On May 28, information from the Central Hospital for Tropical Diseases said that recently, this unit treated a patient with large liver flukes due to the habit of eating raw vegetables.
Accordingly, patient NTD, male, 39 years old, from Phu Yen, went to Hanoi for a follow-up examination for chemotherapy. However, the patient had a cough and fever, and an abdominal ultrasound incidentally revealed a mass in the liver. He was diagnosed with a liver abscess and transferred to the Central Hospital for Tropical Diseases for examination and treatment.
The patient had a history of acute leukemia and had received 5 chemotherapy sessions at the National Institute of Hematology and Blood Transfusion. Before going to Hanoi, the patient had a cough with phlegm, chest pain on both sides when coughing, and a fever during the day, requiring hospitalization for a week.
Doctors examine patients. Photo: BVCC
The patient said that he likes to eat raw vegetables, especially water spinach grown in ponds and lakes and raw Vietnamese coriander. He is addicted to grilled fish wrapped in water spinach and roasted duck or steamed duck with raw Vietnamese coriander. Even when he was being treated at the hospital in Phu Yen , the patient still regularly ate this dish.
Dr. Vu Minh Dien, Deputy Head of the Department of Internal Medicine, Central Hospital for Tropical Diseases, said that through clinical examination and patient history, doctors thought of the disease as fascioliasis when initial tests showed high eosinophils and liver MRI images were more likely to be fascioliasis.
According to Dr. Vu Minh Dien, people with liver flukes often have symptoms of dull, non-specific pain in the right hypochondrium. Patients often feel tired, full and have indigestion.
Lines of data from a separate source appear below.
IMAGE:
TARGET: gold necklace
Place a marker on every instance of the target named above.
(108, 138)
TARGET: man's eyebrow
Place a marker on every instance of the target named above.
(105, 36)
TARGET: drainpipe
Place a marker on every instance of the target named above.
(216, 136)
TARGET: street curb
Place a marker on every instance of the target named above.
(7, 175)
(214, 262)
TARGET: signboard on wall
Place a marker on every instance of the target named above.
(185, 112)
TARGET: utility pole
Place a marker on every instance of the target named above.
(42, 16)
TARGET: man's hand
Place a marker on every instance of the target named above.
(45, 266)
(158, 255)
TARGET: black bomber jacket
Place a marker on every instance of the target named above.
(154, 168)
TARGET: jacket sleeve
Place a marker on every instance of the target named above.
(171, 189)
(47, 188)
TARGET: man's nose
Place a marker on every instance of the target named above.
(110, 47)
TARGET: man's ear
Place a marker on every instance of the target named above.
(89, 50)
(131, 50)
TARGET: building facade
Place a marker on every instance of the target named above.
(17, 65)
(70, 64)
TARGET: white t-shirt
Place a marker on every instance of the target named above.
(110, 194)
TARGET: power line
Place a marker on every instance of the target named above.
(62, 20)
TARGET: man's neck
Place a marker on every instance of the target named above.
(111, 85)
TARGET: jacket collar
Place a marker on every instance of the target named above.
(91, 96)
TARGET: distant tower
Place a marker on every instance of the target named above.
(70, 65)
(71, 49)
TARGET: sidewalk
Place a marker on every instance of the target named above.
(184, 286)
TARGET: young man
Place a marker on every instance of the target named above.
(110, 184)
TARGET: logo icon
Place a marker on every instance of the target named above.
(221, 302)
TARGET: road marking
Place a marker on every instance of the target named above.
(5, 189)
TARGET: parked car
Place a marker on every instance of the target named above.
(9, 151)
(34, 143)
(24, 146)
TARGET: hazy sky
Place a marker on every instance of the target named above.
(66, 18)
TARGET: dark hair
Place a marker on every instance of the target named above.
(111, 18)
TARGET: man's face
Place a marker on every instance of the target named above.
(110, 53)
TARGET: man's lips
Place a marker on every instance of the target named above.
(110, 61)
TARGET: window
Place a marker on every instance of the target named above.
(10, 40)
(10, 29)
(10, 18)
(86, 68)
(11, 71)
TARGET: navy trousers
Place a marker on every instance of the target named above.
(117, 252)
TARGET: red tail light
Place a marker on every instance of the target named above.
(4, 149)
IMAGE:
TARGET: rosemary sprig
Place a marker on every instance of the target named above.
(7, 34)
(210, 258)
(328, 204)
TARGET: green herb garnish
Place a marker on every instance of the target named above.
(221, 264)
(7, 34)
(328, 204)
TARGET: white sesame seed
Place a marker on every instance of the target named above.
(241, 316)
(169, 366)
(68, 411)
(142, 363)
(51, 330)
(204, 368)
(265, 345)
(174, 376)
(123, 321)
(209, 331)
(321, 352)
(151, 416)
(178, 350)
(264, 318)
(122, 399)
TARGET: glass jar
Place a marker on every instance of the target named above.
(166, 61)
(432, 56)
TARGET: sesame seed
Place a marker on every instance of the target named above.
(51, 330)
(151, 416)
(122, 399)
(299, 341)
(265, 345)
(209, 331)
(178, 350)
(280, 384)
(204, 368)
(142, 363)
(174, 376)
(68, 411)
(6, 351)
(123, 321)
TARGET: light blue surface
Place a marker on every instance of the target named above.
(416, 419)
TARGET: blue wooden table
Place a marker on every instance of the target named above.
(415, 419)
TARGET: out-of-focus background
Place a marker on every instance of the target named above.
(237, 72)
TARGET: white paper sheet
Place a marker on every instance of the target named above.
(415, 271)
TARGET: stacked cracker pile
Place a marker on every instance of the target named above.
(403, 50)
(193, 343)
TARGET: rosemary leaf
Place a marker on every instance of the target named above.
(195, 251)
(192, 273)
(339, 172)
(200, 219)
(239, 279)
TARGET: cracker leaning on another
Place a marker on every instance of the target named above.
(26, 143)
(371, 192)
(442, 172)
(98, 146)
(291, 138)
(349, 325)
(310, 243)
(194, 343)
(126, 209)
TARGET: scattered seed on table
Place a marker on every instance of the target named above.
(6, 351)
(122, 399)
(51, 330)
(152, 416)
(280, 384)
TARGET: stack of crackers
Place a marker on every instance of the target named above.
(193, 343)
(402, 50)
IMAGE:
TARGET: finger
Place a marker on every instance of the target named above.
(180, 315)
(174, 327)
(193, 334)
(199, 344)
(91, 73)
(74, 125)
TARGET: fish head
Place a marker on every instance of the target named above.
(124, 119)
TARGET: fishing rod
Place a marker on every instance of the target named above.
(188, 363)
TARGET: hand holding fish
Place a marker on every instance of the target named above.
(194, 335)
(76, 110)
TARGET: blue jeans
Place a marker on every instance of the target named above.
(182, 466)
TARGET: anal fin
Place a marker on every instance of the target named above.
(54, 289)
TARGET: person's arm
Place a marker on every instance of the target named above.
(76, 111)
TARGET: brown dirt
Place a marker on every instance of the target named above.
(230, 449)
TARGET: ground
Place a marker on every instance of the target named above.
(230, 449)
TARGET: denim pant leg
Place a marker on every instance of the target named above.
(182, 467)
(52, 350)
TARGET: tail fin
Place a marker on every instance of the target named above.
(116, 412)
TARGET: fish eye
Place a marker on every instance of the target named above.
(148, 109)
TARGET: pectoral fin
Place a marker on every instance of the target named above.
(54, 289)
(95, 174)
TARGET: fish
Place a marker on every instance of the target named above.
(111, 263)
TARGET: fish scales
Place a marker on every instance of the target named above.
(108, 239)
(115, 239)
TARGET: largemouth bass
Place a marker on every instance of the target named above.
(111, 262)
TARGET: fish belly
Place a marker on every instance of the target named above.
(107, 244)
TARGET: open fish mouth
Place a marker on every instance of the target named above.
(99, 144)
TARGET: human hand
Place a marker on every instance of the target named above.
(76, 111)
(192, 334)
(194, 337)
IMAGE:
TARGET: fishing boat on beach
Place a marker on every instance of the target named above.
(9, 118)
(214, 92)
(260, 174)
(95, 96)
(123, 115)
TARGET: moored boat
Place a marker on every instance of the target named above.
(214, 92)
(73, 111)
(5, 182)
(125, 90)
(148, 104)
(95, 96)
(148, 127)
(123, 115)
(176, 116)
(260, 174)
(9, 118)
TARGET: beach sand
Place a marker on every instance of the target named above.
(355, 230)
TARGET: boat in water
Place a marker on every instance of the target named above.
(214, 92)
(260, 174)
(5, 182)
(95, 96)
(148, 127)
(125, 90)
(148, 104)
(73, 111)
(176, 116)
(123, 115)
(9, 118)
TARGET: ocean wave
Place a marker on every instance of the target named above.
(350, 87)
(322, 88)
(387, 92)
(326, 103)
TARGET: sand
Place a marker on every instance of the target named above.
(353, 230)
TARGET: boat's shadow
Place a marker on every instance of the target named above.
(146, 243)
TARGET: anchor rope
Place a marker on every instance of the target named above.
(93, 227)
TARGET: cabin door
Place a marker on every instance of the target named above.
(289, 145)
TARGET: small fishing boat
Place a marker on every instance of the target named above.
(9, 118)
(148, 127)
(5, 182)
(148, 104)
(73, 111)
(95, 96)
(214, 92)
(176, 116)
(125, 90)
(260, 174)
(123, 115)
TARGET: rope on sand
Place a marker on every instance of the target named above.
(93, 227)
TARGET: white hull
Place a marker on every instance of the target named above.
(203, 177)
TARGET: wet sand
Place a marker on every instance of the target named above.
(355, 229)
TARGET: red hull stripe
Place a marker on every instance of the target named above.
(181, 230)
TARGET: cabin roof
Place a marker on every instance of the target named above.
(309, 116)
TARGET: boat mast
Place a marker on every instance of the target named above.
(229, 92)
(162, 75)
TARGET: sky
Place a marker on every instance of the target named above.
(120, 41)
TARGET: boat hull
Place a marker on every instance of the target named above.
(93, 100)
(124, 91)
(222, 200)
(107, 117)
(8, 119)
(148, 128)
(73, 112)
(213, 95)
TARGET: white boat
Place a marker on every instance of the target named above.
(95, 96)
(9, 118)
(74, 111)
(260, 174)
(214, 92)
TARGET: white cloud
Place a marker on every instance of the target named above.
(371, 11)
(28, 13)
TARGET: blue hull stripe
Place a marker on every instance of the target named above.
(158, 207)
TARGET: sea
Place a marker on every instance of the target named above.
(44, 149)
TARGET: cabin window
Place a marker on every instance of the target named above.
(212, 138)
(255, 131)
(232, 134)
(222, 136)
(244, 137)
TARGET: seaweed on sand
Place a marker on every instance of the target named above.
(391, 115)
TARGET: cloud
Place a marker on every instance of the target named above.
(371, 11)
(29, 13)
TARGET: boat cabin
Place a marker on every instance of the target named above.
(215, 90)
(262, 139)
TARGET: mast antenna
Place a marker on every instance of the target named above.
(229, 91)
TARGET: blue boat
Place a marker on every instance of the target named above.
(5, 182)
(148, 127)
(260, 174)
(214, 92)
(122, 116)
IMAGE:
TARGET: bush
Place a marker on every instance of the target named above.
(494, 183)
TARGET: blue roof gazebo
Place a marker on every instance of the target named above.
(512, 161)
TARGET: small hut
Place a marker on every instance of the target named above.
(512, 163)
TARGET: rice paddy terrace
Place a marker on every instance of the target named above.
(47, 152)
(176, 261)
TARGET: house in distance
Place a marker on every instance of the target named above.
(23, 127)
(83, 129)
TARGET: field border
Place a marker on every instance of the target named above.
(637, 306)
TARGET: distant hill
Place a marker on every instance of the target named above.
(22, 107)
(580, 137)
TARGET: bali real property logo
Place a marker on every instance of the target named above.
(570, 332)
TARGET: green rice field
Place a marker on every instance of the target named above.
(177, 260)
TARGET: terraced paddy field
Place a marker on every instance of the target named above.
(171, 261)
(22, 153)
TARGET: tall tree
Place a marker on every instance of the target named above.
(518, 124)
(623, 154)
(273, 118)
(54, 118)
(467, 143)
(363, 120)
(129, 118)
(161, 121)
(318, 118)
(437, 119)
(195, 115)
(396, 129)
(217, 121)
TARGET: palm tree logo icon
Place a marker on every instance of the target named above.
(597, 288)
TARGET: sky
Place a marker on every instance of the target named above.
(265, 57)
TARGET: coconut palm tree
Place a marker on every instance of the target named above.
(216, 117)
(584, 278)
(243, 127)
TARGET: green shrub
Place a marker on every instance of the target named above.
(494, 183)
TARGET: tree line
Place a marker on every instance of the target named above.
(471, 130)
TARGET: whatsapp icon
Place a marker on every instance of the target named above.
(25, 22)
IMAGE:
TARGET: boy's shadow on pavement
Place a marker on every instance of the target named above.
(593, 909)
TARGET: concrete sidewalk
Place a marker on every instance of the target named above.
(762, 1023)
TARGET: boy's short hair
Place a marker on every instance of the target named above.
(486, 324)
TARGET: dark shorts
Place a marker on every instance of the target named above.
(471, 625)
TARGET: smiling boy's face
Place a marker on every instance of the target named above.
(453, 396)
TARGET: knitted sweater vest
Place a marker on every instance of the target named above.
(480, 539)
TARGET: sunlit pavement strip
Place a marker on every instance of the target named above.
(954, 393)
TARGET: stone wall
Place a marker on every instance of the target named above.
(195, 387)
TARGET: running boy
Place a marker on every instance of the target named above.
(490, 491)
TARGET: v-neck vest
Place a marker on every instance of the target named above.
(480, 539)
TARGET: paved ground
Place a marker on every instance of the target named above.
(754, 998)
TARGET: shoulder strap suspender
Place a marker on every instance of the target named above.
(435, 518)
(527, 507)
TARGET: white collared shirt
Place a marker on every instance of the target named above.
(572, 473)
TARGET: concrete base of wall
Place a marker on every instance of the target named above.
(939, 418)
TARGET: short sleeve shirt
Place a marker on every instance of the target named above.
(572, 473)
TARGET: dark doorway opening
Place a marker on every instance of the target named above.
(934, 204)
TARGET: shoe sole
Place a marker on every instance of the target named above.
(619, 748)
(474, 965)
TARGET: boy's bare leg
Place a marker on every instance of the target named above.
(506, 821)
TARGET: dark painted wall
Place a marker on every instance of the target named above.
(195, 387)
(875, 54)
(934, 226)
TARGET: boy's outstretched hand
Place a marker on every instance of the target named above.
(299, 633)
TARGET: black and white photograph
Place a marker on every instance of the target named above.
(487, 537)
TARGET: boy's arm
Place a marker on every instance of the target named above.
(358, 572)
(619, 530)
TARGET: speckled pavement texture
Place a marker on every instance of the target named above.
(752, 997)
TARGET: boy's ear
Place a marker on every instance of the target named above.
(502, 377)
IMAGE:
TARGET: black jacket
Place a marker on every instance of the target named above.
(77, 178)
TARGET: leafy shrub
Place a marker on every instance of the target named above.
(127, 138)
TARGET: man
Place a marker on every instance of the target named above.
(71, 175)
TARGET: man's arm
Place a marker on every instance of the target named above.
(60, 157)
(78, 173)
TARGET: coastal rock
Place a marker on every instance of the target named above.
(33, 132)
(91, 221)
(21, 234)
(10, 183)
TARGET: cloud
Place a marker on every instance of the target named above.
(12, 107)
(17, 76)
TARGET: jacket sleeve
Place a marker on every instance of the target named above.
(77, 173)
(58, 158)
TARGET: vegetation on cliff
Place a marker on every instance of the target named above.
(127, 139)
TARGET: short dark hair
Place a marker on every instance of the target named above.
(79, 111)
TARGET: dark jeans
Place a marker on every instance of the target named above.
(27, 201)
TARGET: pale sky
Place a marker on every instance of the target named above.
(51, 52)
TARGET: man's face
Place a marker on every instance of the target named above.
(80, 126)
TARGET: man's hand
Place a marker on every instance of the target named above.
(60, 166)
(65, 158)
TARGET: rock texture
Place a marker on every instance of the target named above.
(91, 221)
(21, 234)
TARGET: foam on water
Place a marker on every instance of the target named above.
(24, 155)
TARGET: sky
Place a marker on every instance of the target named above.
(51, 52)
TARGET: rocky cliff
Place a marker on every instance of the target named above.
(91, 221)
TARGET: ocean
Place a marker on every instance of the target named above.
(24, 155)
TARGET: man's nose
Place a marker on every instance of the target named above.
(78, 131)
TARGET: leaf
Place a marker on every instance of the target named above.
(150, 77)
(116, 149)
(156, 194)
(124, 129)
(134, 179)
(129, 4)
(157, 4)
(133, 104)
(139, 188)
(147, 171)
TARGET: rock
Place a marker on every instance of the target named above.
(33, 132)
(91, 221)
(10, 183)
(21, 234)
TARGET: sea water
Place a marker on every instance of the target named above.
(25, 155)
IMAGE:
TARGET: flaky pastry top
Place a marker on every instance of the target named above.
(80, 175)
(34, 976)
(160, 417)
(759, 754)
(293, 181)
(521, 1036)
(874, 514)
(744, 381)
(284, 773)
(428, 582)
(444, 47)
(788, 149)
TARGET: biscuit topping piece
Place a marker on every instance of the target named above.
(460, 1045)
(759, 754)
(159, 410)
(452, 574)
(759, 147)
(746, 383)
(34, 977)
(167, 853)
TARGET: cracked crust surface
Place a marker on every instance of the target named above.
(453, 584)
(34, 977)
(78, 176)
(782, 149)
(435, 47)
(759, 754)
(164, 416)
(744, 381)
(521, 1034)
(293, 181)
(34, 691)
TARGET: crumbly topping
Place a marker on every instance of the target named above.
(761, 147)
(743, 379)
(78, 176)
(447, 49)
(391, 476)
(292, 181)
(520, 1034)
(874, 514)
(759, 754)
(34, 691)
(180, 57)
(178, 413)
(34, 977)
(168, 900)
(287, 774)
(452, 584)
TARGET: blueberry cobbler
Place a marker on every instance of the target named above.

Many cases do not have obvious clinical manifestations. Acute liver fluke infection can cause abdominal pain, enlarged liver, nausea, fever, hives, weight loss, etc.
" If a person is chronically infected with large liver flukes and is not treated for a long time, it can lead to complications: cholangitis; gallstones; cholecystitis; pancreatitis; biliary cirrhosis and liver fibrosis," Dr. Dien emphasized.
Doctors say that to determine whether a person has liver fluke or not, it is necessary to rely on testing techniques to find fluke eggs in the stool or blood tests to find antibodies in the patient's serum.
Habits that make it easy to get liver fluke disease
According to Dr. Vu Minh Dien, in humans, worms parasitize in the liver and gallbladder. In unusual cases, worms can parasitize in muscles, under the skin... (ectopic parasitism). Adult worms lay eggs through the bile duct into the intestines and out with the feces. The eggs go into the water, hatch into ciliated larvae and parasitize in snails, develop into tailed larvae, tailed larvae leave the snails and attach to aquatic vegetables to form cysts or swim freely in the water.
Humans or cattle who eat aquatic plants or drink water containing larvae will be infected with large liver flukes. When people eat raw aquatic vegetables or drink water contaminated with worm larvae, the worm larvae enter the stomach, go down to the duodenum, separate themselves from the shell and penetrate the wall of the duodenum into the peritoneal cavity to the liver, perforate the liver capsule and invade the liver parenchyma, causing liver damage. This is also the stage that stimulates the body to have the strongest immune response.
Liver flukes mainly parasitize liver tissue, but during the invasion stage, the flukes can migrate and cause damage to other organs such as the intestinal wall and stomach wall. After 2-3 months of invasion into the liver parenchyma, the flukes invade the bile duct to mature and lay eggs.
Here, adult worms can parasitize and cause disease for many years (up to 10 years) if not detected and treated. In the biliary tract: worms cause damage to the biliary epithelium, bile duct obstruction, inflammation and secondary biliary fibrosis; acute pancreatitis...
Experts recommend that large liver flukes are a disease related to people's eating habits and customs, so disease prevention is extremely important and necessary. People should not eat raw aquatic poisonous vegetables such as: water spinach, Vietnamese coriander, celery, watercress, water spinach...; do not drink raw water.
When suspecting infection with large liver flukes, you must go to a specialized medical facility for timely diagnosis and treatment. In particular, people who have the habit of eating vegetables that grow in water (ponds, lakes, etc.), raw or not properly processed, should go for regular medical examination and screening to detect and treat the disease promptly if any.